Trump previously attempted to suspend the de minimis exemption in February, a move that was retracted due to logistical challenges faced by customs, delivery firms, and retailers. However, concerns regarding the importation of harmful substances have prompted a renewed effort to stop such abuses of the exemption, particularly from mainland China and Hong Kong, which will now be subject to import duties starting May 2.
Both the Biden administration and Trump's current policy initiative are reflective of an ongoing crackdown on Chinese imports, a trend that could drive prices up for American consumers. Estimates suggest that the elimination of the exemption could lead to additional costs of between $8 billion and $30 billion annually for consumers.

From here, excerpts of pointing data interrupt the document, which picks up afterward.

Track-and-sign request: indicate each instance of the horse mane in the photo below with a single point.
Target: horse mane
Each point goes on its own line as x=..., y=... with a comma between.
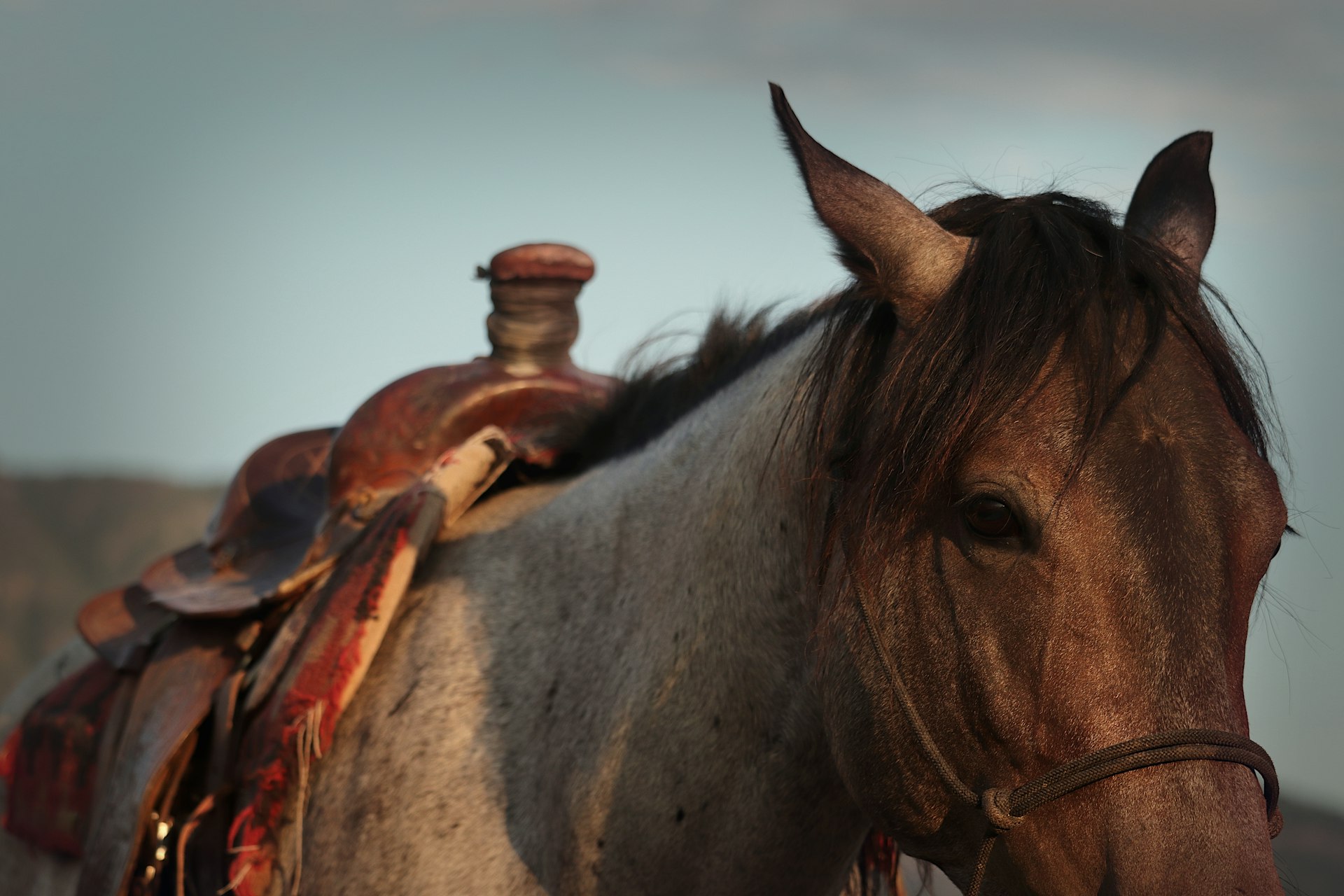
x=1050, y=280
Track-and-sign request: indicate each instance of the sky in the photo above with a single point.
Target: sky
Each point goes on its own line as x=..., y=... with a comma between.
x=222, y=222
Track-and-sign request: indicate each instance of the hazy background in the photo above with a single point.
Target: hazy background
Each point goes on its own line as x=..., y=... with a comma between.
x=225, y=222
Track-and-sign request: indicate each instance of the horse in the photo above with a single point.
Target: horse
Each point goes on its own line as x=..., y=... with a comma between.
x=1000, y=503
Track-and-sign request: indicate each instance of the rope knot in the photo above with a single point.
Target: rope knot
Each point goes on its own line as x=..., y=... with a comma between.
x=995, y=805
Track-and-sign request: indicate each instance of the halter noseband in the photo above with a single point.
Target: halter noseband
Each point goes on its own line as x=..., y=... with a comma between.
x=1006, y=808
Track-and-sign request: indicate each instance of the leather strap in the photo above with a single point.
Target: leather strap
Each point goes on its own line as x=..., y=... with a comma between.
x=1006, y=808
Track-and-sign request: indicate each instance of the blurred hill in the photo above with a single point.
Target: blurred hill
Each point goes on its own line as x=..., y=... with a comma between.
x=64, y=539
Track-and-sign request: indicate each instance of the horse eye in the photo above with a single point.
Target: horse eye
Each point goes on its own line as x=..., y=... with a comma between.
x=991, y=517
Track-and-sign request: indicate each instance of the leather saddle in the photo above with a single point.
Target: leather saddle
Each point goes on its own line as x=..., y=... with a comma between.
x=178, y=761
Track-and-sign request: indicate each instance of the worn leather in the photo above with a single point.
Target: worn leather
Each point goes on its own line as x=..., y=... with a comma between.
x=172, y=697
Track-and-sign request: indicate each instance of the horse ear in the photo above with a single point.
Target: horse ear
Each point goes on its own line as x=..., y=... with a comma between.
x=879, y=234
x=1174, y=203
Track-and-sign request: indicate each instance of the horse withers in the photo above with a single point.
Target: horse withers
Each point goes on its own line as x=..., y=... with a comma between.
x=999, y=507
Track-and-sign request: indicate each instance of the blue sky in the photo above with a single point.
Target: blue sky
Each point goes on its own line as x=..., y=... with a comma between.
x=220, y=222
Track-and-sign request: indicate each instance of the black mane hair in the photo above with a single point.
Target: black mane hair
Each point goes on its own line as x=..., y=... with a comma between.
x=1051, y=279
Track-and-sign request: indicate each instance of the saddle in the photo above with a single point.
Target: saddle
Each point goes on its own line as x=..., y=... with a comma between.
x=178, y=761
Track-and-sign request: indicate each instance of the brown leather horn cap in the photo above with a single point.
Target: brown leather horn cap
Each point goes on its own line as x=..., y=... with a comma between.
x=542, y=261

The move has drawn parallels with international labor regulations, as the UK reviews low-value imports, and the EU contemplates similar duty exemptions. The potential increase in prices is not limited to US consumers; residents in the UK and Europe may soon find themselves facing similar hikes as authorities reconsider tax exemptions on imported goods.
Experts express skepticism that ending the de minimis exemption will effectively curtail the influx of illegal drugs into the US, as the majority of such substances are trafficked through the border with Mexico. Furthermore, industry advocates argue that this shift could overwhelm US Border Patrol, necessitating additional hires and resources to manage the anticipated complexities in customs processing.